PDG Maison Prunier (Connerré) Parcours 65 ans Dirigeant de l'entreprise familiale depuis 1981

L

'élection du nouveau président de la République.
«L'élection de François Hollande a la présidence de la République a soulevé une question: le risque de perte de compétitivité de la France et de l'aggravation de la dette. Pour nous Sarthois, si nous avons perdu un premier ministre, nous gagnons un ministre de l'agriculture! J'espère qu'il pourra aider la Sarthe à protéger l'appellation des rillettes duMans et nous obtenir l'IGP, que nous attendons depuis 20 ans ! Moi je trouve injuste que le Conseil d'État nous refuse cette dénomination depuis toutes ces années, et j'espère que l'on pourra réformer l'accès à ces sages qui sont inattaquables, et pas au fait des choses concernant notre appellation. Car la Sarthe, c'est bien les 24Heures et les rillettes duMans!»

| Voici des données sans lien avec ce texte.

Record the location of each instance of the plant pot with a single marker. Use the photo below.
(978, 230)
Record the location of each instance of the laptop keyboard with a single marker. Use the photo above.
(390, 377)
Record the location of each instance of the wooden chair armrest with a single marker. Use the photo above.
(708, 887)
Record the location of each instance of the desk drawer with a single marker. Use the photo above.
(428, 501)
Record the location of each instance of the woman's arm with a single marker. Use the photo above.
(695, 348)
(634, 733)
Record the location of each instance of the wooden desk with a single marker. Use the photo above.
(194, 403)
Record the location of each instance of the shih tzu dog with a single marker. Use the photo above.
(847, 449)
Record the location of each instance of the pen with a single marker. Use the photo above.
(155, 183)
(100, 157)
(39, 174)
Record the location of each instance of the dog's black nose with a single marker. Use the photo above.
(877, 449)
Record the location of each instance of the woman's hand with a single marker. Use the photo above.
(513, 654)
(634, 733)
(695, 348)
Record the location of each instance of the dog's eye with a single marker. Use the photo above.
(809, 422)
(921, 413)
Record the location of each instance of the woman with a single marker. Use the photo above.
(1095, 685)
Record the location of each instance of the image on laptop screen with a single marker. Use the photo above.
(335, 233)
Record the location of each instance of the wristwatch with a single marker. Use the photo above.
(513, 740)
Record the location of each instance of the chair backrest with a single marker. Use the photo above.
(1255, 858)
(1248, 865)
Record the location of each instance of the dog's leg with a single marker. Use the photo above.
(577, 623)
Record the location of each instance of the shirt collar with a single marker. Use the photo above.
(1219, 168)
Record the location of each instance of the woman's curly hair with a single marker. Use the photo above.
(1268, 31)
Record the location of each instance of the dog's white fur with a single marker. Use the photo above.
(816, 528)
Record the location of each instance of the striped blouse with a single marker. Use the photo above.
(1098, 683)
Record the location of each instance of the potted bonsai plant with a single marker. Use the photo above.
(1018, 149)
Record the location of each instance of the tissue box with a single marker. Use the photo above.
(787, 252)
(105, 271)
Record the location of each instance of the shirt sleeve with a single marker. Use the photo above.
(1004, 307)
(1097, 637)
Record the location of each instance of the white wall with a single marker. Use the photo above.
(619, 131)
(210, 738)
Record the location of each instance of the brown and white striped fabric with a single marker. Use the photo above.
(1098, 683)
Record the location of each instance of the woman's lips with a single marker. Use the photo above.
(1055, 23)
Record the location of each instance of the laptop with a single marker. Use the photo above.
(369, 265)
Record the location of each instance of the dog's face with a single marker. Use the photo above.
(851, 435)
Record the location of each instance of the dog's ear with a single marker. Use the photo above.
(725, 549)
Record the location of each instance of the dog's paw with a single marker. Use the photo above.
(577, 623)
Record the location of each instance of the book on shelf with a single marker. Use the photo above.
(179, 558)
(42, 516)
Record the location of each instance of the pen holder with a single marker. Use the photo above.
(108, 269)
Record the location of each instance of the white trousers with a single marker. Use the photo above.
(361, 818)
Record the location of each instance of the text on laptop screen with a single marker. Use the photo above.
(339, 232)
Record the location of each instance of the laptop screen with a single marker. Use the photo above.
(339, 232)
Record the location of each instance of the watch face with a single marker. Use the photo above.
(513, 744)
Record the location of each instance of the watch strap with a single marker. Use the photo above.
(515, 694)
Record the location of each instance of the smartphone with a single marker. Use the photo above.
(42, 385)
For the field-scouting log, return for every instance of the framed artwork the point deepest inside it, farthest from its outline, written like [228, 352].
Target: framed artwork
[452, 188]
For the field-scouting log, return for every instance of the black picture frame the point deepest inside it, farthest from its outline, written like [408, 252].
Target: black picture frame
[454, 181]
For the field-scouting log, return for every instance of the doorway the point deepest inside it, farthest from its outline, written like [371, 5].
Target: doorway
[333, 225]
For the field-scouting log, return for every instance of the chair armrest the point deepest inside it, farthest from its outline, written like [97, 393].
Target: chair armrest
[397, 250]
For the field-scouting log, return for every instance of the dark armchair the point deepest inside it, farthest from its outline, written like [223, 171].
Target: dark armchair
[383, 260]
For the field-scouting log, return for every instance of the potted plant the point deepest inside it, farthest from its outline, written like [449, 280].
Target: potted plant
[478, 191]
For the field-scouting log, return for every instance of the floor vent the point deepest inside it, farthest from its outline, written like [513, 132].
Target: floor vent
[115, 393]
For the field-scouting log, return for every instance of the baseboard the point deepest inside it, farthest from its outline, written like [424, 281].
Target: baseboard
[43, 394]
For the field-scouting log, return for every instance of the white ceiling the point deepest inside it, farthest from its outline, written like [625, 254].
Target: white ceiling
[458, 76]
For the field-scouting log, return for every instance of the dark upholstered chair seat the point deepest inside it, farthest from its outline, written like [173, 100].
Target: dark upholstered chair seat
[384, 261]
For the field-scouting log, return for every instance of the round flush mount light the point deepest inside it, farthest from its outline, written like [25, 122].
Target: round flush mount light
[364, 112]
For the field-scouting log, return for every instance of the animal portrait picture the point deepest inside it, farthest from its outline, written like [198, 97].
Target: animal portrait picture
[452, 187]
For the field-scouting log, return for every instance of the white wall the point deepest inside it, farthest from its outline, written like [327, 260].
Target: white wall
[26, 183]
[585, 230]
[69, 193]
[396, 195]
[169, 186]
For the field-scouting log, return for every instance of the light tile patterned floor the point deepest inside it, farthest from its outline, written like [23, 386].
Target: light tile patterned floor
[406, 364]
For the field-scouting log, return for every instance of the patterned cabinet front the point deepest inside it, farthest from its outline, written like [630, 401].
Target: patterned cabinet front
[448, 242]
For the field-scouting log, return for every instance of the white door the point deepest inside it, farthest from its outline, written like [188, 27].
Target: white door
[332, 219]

La crise du monde occidental
. «En tant que chef d'entreprise, je dois garder le cap dans une période de turbulences politiques, sociales, économiques et financières. Or cette crise depuis 2010, n'en est pas une, c'est un changement de paradigme. Notre société occidentale (Europe et Etats Unis), est en déclin, face aux BRIC. Les richesses se déplacent. Il faut changer notre modèle. Nous devons être moins matérialistes et plus spirituels. Regardez tous ces ponts du mois de mai avec les gens qui partent dans les embouteillages... En tant que chef d'entreprise et créateur de richesse, nous devons trouver un nouvel équilibre, dans cette période de renaissance.»

L'agroalimentaire ne se délocalise pas.
«L'agroalimentaire est non seulement une richesse pour la France mais elle embauche. 500.000 emplois directs, nous résitons bien à la délocalisation et à la désindustrialisation du pays. Les effectifs sont stables depuis 1998, ce qui n'est pas le cas dans l'industrie. Nous connaissons pourtant des difficultés aujourd'hui avec la hausse du coût des matières premières, difficilement répércutables au consommateur, via la grande distribution, toujours tentée de tirer nos prix vers le bas.»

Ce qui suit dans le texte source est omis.